Dalam hal mengatasi permasalahan persengketaan kepemiluan yang mengarah pada tindak pidana Pemilu, pemerintah membentuk Sentra Penegakan Hukum Terpadu (Sentra Gakkumdu), dengan mengintegrasikan Bawaslu, Kejaksaan, dan Kepolisian. Keberadaan Sentra Gakkumdu ini dimaksudkan untuk menyamakan pemahaman dan pola penanganan tindak pidana Pemilu.

Pelaksanaan Pemilu di Indonesia berlandaskan pada asas Jujur dan Adil (Jurdil), serta Langsung, Umum, Bebas, dan Rahasia (LUBER), seperti diamanatkan dalam undang-undang.

Ada penyelenggara, tentu juga ada kontestan. Dalam hal penyelenggaraan Pemilu, yang menjadi kontestan dan/atau peserta Pemilu, seperti diatur dalam undang-undang kepemiluan, ialah partai politik yang lolos verifikasi, calon anggota legislatif di setiap tingkatan, calon anggota dewan perwakilan daerah, serta pasangan calon presiden dan wakil presiden, yang kesemuanya ditetapkan melalui Peraturan KPU.

Dalam setiap tahapan yang wajib dilalui kontestan peserta Pemilu, ada indikator penting yang tidak boleh luput dari perhatian dan pengawasan. Yaitu, indeks kerawanan tempat pemilihan suara (TPS) yang berdampak pada terhambatnya visi dan misi Pemilu aman, damai, serta bermartabat dengan berlandaskan asas pelaksanaan yang LUBER dan JURDlL.

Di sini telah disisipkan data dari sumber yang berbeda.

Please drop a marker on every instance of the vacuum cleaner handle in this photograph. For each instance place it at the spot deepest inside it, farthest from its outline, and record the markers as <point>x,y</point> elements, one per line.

Indikator kerawanan tersebut ditimbulkan dari adanya kemungkinan praktik politik uang; keterlibatan aparatur sipil negara (ASN), TNI dan Polri yang memobilisasi massa serta memfasilitasi kontestan peserta Pemilu; kampanye terselubung yang dilakukan kontestan dalam masa tenang; pendistribusian logistik di wilayah terpencil dan jauh dari jangkauan serta pemantauan; hingga manipulasi data pemilih dalam penghitungan suara. Indeks kerawanan Pemilu ini sangat berpotensi terjadi di TPS.

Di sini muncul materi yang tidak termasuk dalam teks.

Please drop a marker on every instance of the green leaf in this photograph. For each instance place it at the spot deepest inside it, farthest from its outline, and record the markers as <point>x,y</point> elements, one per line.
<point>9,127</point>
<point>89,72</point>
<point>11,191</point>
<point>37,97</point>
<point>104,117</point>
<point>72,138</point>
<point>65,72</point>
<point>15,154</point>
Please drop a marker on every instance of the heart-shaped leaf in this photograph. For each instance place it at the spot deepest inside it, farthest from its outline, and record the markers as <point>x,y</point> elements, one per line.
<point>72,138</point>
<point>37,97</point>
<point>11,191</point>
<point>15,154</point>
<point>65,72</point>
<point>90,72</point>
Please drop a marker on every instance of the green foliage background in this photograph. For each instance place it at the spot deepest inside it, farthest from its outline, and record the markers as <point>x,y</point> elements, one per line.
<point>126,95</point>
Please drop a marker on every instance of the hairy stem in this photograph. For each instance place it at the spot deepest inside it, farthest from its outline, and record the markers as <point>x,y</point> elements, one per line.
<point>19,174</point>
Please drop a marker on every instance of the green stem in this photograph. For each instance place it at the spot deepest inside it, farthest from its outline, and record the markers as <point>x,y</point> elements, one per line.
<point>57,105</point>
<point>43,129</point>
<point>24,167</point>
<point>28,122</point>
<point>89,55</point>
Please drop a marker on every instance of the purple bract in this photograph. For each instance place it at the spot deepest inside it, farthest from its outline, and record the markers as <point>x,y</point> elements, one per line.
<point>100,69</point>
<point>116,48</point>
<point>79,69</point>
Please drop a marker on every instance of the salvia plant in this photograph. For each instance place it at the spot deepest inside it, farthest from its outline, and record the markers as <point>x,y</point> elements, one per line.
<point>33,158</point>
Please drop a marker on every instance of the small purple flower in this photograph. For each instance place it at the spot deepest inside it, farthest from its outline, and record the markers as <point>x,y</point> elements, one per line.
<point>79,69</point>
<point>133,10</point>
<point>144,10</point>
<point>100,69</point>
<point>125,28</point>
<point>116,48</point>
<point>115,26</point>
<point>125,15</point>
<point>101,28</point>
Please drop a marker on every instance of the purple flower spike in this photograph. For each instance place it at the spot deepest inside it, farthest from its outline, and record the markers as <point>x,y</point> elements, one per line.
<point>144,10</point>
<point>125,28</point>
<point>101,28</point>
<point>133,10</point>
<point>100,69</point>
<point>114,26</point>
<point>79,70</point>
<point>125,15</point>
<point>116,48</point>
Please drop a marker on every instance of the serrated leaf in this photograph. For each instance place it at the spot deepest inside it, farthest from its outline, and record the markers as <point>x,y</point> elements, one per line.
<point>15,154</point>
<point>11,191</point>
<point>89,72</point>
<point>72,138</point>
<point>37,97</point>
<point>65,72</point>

Untuk itu, langkah antisipasi guna memutus mata rantai indeks kerawanan Pemilu menjadi tugas dan kewajiban khusus badan penyelenggara, dalam hal ini Bawaslu. Guna memperpendek rentang kendali pengawasan Pemilu di TPS, Bawaslu mengambil langkah dengan melegalisasi relawan independen pemantau Pemilu serta jaringan masyarakat yang turut serta mengawasi mekanisme dan tahapan pelaksanaan pemilihan umum, dengan sebelumnya lolos verifikasi KPU.

Pada Pemilu Serentak 2019 ini, tercatat lembaga independen pemantau Pemilu yang melibatkan komunitas masyarakat, diantaranya Masyarakat Pers Pemantau Pemilu (MAPPILU), Jaringan Pendidikan Pemilih untuk Rakyat (JPPR), Perkumpulan untuk Pemilu dan Demokrasi (Perludem), Ikatan Mahasiswa Muhammadiyah (IMM), Gerakan Mahasiswa Kristen Indonesia (GMKI), Laskar Anti Korupsi Indonesia, dan Pijar Keadilan, serta Jaringan Demokrasi Indonesia (JaDI).

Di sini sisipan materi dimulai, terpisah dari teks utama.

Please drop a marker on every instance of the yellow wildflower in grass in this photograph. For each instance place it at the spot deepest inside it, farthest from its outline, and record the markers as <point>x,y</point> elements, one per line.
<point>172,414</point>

Dengan sinergisitas seluruh badan penyelenggara Pemilu beserta lembaga independen yang melibatkan masyarakat untuk melakukan pengawasan, tentu akan mempersempit ruang dan gerak kontestan peserta Pemilu yang dimotori mesin partai beserta simpatisan tim pemenangannya yang hendak berperilaku curang dengan indikator indeks kerawanan Pemilu.

Dengan demikian, Pemilu Serentak yang akan dilaksanakan pada 17 April 2019 nanti dapat terselenggara dengan mengedepankan prinsip kemandirian, jujur, adil, berkepastian hukum, tertib, terbuka, proporsional, profesional, akuntabel, efektif, dan efisien. Harapan mewujudkan pesta demokrasi yang adil, aman, dan bermartabat, pada Pemilu Serentak 2019, dapat terealisasi dan dijadikan rujukan sebagai role model (contoh dan panutan) pelaksanaan Pemilu di masa mendatang.  17 April 2019, Ayo ke TPS !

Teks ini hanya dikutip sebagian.